America’s physicians are the most trusted and valuable resources in our health-care system. Yet doctors’ professionalism and incomes have taken a terrible beating recently. The American Medical Association, which received US$286 million in revenue last year to protect the profession, has served physicians poorly.

Physician incomes, when adjusted for inflation, declined 7 percent from 1995 to 2003, while those of professional and technical workers rose. But unlike other professionals — lawyers, architects, authors and economists — doctors’ work is dictated by the policies of insurers and governments. Increasingly, independent physicians, accountable only to their patients and the Hippocratic oath, have been replaced by salaried doctors who are accountable to the hospitals or insurers that employ them. Salaried physicians are closely policed for productivity, leading to ever-shorter and more numerous appointments per day.

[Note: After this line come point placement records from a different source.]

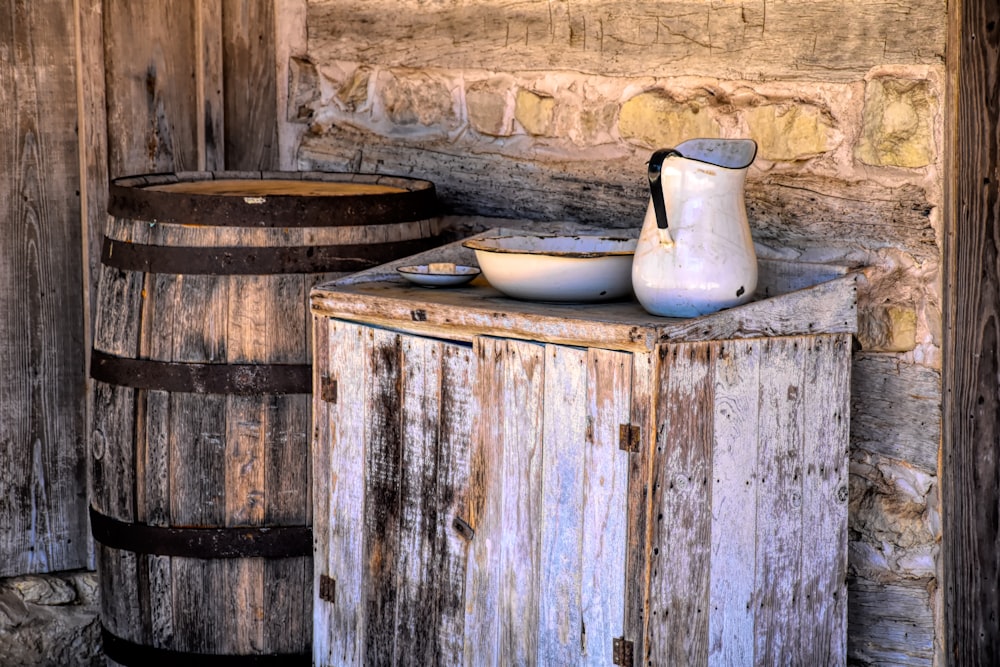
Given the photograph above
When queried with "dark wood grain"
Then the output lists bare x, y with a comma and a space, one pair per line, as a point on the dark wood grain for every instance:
680, 508
42, 521
971, 466
249, 72
383, 460
151, 77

Meanwhile, academic medical journals routinely publish studies that supposedly document the cupidity and ignorance of practicing physicians while lauding the virtues of single-payer health-care systems, such as those in Canada or Britain, in which the physician is paid only by the government. German physicians unhappy with their salaries and work hours under this kind of system had no recourse against their monopolistic bosses but to go on strike last year.

Small wonder that applications to medical schools have declined by nearly 20 percent in the past decade. When I ask the many physicians who are enrolling at Harvard Business School for an MBA degree about their decision to switch occupations, they frequently answer, “I can no longer practice medicine.” You might expect that the AMA would fight the insurers, hospitals, government bureaucrats and ivory tower academics who have diminished physicians’ incomes, besmirched their ethical reputations and compromised their professionalism — but you would be wrong. No, instead, at its annual meeting last month, the AMA declared war on retail medical clinics, located in places such as CVS and Wal-Mart.

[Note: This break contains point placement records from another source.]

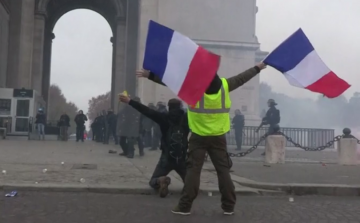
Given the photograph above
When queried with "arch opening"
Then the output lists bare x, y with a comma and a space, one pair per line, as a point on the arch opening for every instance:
81, 56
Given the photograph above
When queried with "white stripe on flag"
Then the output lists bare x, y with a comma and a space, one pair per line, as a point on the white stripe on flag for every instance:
309, 70
180, 54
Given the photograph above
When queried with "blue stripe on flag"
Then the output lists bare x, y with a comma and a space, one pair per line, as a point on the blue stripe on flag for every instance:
290, 53
156, 48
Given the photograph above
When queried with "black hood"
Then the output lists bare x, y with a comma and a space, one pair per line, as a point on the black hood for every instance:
175, 115
214, 86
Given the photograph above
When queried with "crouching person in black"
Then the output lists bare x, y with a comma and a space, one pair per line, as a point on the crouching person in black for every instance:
175, 129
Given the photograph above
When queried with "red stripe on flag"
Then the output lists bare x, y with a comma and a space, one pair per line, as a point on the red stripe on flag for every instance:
201, 72
330, 85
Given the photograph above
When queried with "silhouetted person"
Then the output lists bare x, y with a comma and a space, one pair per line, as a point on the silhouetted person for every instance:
40, 123
80, 120
148, 125
157, 131
238, 125
272, 117
64, 124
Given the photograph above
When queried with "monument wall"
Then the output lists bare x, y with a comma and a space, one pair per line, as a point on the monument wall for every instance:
4, 37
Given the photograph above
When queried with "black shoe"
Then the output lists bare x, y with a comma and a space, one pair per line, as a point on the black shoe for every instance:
163, 182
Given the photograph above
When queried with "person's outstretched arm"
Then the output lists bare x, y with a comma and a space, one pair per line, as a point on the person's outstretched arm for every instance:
148, 112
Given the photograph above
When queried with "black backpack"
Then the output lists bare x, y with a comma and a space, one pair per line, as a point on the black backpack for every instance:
176, 140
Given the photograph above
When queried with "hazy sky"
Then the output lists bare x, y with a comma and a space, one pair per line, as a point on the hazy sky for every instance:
81, 60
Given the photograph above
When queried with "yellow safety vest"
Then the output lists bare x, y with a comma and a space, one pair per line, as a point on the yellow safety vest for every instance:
210, 116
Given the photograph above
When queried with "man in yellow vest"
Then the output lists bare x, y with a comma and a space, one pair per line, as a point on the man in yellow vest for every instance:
209, 122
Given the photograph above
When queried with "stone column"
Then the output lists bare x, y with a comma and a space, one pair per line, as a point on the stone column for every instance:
119, 76
20, 43
347, 149
38, 51
49, 36
132, 37
275, 149
113, 94
4, 38
149, 9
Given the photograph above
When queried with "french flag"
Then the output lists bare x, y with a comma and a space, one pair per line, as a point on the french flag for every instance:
297, 59
186, 68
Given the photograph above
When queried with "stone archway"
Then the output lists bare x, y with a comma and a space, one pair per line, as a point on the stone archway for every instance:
38, 20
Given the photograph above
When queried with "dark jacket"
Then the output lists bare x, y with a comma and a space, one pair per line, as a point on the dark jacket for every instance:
238, 122
40, 118
64, 120
163, 119
272, 116
80, 119
111, 120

These clinics do a lot of good: Their convenient locations and extended hours — they are usually open every day — enable ready access so that busy people need not defer important medical care such as flu shots. Their availability helps to unclog crowded emergency rooms, and their prices enable the uninsured to obtain care at reasonable costs.

Yet the AMA is fighting the clinics. The association claims that health insurers allow clinics to waive or lower patient co-payments while forcing doctors to collect these fees. Isn’t the AMA’s beef with insurers, then? No, AMA doctors complain that clinics do not offer comprehensive care and that they disrupt the standard physician-patient relationship. The AMA also says these clinics represent the intrusion of profit-seeking corporations into medicine.

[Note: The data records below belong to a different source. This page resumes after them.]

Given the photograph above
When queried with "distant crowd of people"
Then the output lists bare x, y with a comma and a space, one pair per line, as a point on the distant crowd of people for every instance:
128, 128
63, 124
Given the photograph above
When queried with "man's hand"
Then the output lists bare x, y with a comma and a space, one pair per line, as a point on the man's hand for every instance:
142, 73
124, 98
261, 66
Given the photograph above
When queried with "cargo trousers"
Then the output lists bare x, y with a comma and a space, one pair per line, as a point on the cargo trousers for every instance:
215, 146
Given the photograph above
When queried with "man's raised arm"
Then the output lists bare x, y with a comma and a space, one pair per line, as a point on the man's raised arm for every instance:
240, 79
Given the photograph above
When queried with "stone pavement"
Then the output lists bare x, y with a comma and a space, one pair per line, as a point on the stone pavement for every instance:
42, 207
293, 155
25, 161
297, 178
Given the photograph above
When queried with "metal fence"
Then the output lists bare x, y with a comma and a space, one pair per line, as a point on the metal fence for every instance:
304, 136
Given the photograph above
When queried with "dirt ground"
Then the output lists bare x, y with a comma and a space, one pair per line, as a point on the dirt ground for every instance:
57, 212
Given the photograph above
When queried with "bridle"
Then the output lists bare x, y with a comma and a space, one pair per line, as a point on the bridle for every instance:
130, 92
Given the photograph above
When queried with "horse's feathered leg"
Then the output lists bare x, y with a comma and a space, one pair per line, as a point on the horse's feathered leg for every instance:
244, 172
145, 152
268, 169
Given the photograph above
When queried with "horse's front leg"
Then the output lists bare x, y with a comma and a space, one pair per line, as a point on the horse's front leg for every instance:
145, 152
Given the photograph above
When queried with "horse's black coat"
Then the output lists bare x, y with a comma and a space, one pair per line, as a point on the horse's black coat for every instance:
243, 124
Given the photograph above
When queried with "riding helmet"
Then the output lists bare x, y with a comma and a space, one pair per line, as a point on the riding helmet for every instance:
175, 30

Nonsense. This is all about protecting the doctors’ turf. The AMA’s issue is not profit but pure and simple empire building. The cycle is bringing about the imminent collapse of the medical profession — which gravely endangers our health-care system. We and doctors deserve better advocates.

The writer is a professor of business administration at Harvard Business School and a senior fellow of the Manhattan Institute. Her book “Who Killed Health Care?” was released last month.